We went to the compound where the koo kina mati was going on, about an hour after she died. They hadn't wrapped the body yet or buried it. All the men were sitting outside the compound, and all the women were gathered around the family and the body, weeping and wailing. Capitan is currently in nursing school in the capital, so when he got the call that his daughter was ill he headed home, but he didn't make it back in time. His other children were wailing, crying for their dad. This scene happens all too often, and since I have been in Chad, I have been to 3 koo kina matis, and there have been several other deaths as well. Last weekend, 3 infants died within a few hours of each other. I went to visit a lady named Masana who will probably die soon. On the way to visit those who are sick, I meet more who are ill.
How long, oh Lord? How long until you redeem the earth? Until there are no more tears?

Tuesday, July 2, 2013

It's a Boy!

Yesterday I thought I would stop by the clinic, just to say hi to the workers and see if there was anything going on. Much to my surprise, there was a girl, probably 16 or 17, who had just gone into labor and was about to deliver her first baby. Epaphras, the nurse at the clinic, shooed me in the way of the baby birthing room, and soon enough I was standing next to the girl and her mother, fanning her to keep the flies off as she went into labor. I can honestly say it was one of the most surreal experiences I've had since being in Chad. I don't know that I would have guessed that I would be cheering on a  girl, most likely 5 years younger than me, while she brings her first baby into the world.
Most women don't name their babies until about a month later, when they are sure it will survive for a while at least. Especially with their first child, the chances of surviving are not all that great.

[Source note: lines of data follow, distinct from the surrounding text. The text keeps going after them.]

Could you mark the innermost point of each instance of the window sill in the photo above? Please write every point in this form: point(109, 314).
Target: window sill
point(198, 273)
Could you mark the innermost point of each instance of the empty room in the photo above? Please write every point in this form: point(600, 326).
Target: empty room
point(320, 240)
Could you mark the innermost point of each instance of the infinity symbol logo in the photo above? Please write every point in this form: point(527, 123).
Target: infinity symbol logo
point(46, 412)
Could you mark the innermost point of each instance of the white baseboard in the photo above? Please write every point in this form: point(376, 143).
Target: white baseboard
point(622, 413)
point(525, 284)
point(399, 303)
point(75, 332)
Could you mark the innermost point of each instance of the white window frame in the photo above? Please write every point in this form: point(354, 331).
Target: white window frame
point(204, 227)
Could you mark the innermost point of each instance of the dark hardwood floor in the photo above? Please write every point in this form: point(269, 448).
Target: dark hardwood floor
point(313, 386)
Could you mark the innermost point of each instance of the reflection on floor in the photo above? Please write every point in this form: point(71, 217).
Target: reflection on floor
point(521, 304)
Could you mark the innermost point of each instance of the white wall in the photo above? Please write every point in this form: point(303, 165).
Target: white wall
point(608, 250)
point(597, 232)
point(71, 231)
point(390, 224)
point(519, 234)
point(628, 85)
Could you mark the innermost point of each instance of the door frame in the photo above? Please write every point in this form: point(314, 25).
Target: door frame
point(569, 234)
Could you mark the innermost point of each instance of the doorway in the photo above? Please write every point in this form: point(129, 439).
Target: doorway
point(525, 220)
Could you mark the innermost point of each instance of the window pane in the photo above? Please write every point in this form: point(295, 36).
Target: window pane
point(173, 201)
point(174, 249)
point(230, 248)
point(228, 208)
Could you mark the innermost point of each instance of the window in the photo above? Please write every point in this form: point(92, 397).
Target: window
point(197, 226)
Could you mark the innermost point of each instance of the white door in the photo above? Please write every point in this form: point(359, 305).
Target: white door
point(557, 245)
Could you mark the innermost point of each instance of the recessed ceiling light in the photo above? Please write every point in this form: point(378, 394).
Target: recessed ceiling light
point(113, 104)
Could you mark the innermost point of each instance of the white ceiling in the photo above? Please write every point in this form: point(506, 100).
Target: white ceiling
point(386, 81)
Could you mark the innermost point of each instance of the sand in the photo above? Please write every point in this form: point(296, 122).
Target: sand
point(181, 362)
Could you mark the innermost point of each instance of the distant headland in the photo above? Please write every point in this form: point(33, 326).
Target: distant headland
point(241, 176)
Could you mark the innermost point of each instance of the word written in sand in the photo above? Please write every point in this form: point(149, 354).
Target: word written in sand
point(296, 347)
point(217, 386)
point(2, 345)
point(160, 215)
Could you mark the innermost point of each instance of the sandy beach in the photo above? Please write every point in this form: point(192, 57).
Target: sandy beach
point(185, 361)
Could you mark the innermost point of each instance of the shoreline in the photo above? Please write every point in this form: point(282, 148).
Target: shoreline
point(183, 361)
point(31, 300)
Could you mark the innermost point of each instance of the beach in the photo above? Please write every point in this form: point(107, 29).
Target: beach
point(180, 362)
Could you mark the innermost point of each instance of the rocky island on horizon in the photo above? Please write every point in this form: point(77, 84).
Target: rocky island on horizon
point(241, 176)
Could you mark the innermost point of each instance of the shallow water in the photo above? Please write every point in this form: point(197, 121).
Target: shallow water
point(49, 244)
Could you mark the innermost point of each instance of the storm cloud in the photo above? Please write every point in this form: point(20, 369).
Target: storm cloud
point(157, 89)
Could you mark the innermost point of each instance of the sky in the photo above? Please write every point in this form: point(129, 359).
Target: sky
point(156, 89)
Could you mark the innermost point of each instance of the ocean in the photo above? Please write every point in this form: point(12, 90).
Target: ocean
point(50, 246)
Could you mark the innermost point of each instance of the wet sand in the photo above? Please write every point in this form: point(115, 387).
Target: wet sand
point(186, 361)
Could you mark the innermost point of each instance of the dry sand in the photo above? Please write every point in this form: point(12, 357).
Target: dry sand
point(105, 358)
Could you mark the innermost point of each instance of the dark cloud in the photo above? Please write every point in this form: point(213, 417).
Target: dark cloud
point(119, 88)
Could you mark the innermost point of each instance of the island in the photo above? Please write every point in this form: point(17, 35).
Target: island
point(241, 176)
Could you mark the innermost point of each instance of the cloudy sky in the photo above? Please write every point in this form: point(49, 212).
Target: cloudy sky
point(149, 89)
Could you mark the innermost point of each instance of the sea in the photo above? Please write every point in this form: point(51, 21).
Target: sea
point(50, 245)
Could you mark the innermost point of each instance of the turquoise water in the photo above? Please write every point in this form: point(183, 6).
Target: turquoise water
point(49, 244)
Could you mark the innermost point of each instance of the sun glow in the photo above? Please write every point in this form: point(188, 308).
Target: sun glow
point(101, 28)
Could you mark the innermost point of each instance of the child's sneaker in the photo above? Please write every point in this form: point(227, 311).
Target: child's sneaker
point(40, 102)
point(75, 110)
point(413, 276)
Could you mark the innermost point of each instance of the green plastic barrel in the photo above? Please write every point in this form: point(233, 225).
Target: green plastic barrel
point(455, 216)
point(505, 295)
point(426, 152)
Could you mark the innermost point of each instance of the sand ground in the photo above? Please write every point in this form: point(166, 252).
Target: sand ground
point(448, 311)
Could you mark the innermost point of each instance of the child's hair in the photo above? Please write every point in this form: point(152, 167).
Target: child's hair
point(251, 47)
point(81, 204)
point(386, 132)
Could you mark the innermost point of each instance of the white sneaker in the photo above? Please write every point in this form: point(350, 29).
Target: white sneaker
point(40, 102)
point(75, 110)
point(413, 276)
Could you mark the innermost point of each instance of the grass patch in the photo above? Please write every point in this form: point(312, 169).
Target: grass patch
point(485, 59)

Many times, if you ask someone how many children they have, they will say how many are living and how many have died, and in my experience there are usually 2 or 3 (sometimes more) that have died, unless the person is really lucky. A lot of this can be easily prevented, a lot of it they have the resources for, and I haven't even scratched the surface of understanding how healthcare works in this culture. One thing I do know is that everyone here has confronted death. They process it. They take time to grieve. And I have learned a lot from their perspective.